We expect the variance in sleep time for toddlers who nap and toddlers who don't nap to be the same. So we use a pooled standard error.

Calculate the pooled standard error of $\bar{X}_{nap} - \bar{X}_{no\ nap}$ using the formula below.

$s.e.(\bar{X}_{nap} - \bar{X}_{no\ nap}) = \sqrt{\frac{(n_1-1)s_1^2 + (n_2-1)s_2^2}{n_1+n_2-2}(\frac{1}{n_1}+\frac{1}{n_2})}$

In [39]:
n1, n2 = len(nap_bedtime), len(no_nap_bedtime)
numerator = ((n1 - 1) * (nap_s_bedtime ** 2)) + ((n2 - 1) * (no_nap_s_bedtime ** 2))
denominator = n1 + n2 - 2
left_side_multiple = np.sqrt(numerator/denominator)
right_side_multiple = np.sqrt((1/n1) + (1/n2))

Now calculate the $t$-test statistic for our first hypothesis test using  
* pooled s.e.($\bar{X}_{nap} - \bar{X}_{no\ nap}$)  
* $\bar{X}_{nap} - \bar{X}_{no\ nap}$  
* $\mu_{0,\ nap} - \mu_{0,\ no\ nap}=0$, the population difference in means under the null hypothesis

In [40]:
test_stat = (nap_mean_bedtime - no_nap_mean_bedtime) / (left_side_multiple * right_side_multiple)
print(test_stat)

2.4106381824626966


In [41]:
sm.stats.ztest(nap_bedtime['night bedtime'], no_nap_bedtime['night bedtime'])

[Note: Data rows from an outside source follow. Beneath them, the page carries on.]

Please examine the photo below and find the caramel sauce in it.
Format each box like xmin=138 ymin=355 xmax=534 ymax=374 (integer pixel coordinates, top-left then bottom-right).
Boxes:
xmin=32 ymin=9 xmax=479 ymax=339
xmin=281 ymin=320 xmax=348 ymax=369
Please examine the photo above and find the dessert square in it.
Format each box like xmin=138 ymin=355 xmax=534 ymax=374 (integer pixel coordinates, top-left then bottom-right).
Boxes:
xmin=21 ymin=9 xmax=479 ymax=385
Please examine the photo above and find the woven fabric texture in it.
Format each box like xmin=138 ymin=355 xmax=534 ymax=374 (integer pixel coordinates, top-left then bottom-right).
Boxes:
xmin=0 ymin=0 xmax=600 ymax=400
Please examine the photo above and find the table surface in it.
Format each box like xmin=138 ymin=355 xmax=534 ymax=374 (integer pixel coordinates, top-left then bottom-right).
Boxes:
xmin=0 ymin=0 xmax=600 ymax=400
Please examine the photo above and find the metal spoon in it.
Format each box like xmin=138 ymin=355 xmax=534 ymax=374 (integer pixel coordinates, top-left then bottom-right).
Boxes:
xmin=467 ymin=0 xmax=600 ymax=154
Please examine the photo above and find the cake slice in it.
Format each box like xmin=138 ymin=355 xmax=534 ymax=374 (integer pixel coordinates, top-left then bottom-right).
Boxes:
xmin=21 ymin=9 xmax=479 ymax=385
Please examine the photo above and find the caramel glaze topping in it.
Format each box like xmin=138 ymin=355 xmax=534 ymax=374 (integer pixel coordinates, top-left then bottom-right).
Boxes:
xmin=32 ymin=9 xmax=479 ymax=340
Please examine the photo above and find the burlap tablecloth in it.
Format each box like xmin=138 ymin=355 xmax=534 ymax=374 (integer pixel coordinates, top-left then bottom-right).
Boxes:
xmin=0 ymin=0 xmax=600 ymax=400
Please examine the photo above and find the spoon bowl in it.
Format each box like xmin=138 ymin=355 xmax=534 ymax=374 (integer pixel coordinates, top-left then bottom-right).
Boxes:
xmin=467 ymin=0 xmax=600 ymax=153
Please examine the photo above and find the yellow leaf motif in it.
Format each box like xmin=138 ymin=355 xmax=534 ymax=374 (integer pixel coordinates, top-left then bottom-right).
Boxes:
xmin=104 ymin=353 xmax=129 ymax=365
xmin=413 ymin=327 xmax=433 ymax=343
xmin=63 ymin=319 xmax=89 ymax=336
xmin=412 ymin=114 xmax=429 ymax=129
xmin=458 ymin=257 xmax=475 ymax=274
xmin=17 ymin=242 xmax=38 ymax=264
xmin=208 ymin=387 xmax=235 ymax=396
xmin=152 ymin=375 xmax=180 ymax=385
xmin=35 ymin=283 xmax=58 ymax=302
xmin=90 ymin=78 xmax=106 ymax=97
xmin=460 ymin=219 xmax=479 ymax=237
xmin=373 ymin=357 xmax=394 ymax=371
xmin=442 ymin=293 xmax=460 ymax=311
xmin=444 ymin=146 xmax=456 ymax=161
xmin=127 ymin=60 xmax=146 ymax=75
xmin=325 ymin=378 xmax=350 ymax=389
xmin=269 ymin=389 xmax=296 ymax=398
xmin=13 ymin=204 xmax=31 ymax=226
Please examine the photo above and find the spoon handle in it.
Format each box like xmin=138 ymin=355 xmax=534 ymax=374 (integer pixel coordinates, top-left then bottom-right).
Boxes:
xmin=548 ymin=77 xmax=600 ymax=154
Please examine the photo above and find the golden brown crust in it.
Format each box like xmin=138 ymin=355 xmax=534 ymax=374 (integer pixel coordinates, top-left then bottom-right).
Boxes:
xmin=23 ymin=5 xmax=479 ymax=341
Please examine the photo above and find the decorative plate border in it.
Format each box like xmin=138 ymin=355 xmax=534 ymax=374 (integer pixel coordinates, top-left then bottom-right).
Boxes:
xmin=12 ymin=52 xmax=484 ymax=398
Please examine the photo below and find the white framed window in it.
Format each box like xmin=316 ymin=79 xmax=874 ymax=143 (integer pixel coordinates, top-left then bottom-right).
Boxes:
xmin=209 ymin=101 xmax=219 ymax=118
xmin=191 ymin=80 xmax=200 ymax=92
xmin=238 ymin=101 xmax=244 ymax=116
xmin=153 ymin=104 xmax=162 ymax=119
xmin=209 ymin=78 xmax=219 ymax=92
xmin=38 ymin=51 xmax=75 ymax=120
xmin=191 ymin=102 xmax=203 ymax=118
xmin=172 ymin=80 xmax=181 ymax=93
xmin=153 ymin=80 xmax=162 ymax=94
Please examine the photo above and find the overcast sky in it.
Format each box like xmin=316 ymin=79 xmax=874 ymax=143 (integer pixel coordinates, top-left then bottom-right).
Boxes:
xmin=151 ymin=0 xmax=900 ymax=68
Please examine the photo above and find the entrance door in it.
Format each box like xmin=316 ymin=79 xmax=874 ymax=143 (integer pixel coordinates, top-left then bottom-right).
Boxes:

(2.4106381824626966, 0.015924637612973146)

* Above is the long way ... and short way of geting the t-value as well as the p-value

**Question**: Given our sample size of $n$, how many degrees of freedom ($df$) are there for the associated $t$ distribution?

In [42]:
df = (n1 + n2) -2
df

18

**Question**: What is the p-value for the first hypothesis test?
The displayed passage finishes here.